Water desalination using CaCO3/blend of polyphenylene oxide and polystyrene mixed matrix membranes in a direct contact membrane distillation (DCMD) unit

The present study examines the impact of integrating hydrophobic calcium carbonate (CaCO3) nanoparticles into porous membranes composed of a polyphenylene oxide (PPO)/polystyrene (PS) blend on desalination performance. CaCO3 filler was added to polymeric solution at concentrations of 2-10 wt% and prepared samples were characterized using ATR-FTIR, FE-SEM, EDX, AFM, liquid entry pressure (LEP), contact angle, and porosity measurement analyzes. Surface porosity of the samples was determined by the Digimizer software. The desalination performance of the membranes was evaluated using a laboratory-scale direct contact membrane distillation (DCMD) unit. Results showed that nanoparticles did not affect the membrane's finger-like structure but altered the surface pore size and porosity.
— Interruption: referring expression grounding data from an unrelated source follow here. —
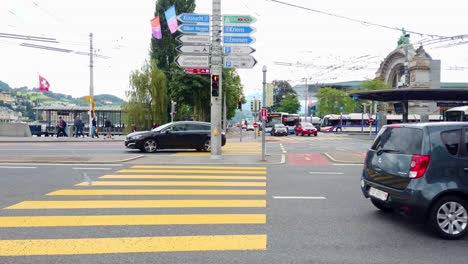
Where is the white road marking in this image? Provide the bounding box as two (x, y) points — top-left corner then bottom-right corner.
(309, 172), (344, 175)
(332, 164), (363, 166)
(280, 154), (285, 164)
(72, 168), (112, 170)
(273, 196), (326, 200)
(0, 163), (123, 167)
(0, 166), (37, 169)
Adding 10 wt% CaCO3 to the membrane caused the maximum surface pore size to decrease from 35.4 to 17.4 nm, leading to an increase in the LEP value from 0.9 to 2.1 bar. The MMM with 2 wt% CaCO3 nanoparticles exhibited the highest flux of 34.92 kg/m(2)h (similar to 20% higher than pure membrane) due to its higher surface porosity, also the rejection was achieved above 99.9%. Physical properties along with thermal efficiency and temperature polarization coefficient of the prepared membranes were compared. Fouling properties and scaling of the prepared membranes were investigated using different organic and inorganic solutions. Results showed that fouling resistance of samples containing CaCO3 filler was improved.